President Obama made a show of lifting Bush's limits on funding. Still, no breakthroughs have been made and other, more ethical, sources of embryonic stem cells have been discovered in the meantime.

The debate comes down to the question of the ethics of fertilizing a human egg cell, producing a unique human being, only to tear it apart before it can develop. This is an outgrowth of the abortion debate in which liberals claim that a fetus is a non-human clump of cells until it is born and conservatives claim is a complete human being while it is still microscopic. Both sides have valid points and declaring the conservative side to be anti-science is pure arrogance.

Childhood Vaccines - A lot of people are convinced that mercury in childhood vaccines causes autism and most of these people are leading liberals. Think RFK jr.

Cervical Cancer Vaccines - this is the exception. Liberals want it administered around puberty, just in case girls become sexually active at age 13 or 14. Conservatives are appalled at a policy that seems to encourage underage sex and want the vaccine given when women are more sexually mature. The exception is Michelle Bachman who confused a story about a normal childhood vaccine with the vaccine for cervical cancer.

Genetically Modified Food - conservatives this that this is the answer to world hunger. Liberals want it banned.

Fracking - conservatives see this as the route to making the US the world's leading supplier of gas and oil. Liberals want it banned.

BPA - this chemical is used to coat cans to prevent the contents from reacting with the metal in the cans. It is also found in many plastic drinking containers. Conservatives point to studies done by the EPA showing that it is harmless in the limited exposure that humans receive. Liberals point to animal studies with mega-doses and want it banned.

Animal testing - conservatives think that this advances knowledge and saves lives. Liberal want it banned on ethical reasons.

High Voltage Power Lines - conservatives thing that these are harmless. Liberals worry that they cause health problems in children.

I could go on but the pattern is clear. Something new is introduced that will help people. Conservatives generally are for it and liberals are against it. Liberals are easy to panic while conservatives are more likely to ask for proof for claims that products are harmful. The one exception (not counting evolution) is stem cell research and even this is more of a political argument than a scientific one.

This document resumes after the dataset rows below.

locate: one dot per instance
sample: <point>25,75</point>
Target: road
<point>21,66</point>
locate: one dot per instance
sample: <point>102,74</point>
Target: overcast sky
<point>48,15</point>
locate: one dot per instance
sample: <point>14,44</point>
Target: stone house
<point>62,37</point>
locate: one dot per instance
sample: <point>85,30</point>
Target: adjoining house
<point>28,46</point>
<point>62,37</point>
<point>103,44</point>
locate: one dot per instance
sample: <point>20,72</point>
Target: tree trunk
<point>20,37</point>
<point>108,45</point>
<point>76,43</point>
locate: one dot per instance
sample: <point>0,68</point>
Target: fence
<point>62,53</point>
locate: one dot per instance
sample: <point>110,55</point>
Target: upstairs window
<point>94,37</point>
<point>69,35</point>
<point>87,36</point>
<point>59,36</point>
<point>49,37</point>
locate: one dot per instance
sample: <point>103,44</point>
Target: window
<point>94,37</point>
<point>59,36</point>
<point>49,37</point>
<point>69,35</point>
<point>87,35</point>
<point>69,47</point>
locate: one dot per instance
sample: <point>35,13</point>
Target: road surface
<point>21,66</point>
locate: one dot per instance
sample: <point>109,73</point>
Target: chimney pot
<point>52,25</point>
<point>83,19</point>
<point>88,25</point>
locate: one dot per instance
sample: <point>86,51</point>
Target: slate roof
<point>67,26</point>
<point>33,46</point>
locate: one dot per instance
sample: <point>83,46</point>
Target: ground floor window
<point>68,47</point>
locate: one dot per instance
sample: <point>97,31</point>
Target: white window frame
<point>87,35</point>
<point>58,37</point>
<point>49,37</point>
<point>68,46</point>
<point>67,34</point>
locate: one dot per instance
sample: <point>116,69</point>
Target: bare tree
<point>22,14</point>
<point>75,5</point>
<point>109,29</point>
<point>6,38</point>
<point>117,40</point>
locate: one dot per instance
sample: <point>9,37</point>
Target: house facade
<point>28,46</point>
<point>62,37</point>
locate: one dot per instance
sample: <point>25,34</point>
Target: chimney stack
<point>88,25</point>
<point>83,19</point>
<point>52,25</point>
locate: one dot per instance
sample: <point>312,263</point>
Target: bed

On a related note, studies have shown that conservatives rank actions according to six different sets of values while liberals only use three of those values. That means that conservatives are often actin in ways that are totally incomprehensible to liberals. Instead of making the liberals wonder what is wrong with their value system, it enforces their sense of superiority (we are smarter because we act rationally and conservatives do not). That is the point of Moody's book, to boost liberal's conviction that they are morally superior because there is something fundamentally wrong with conservatives.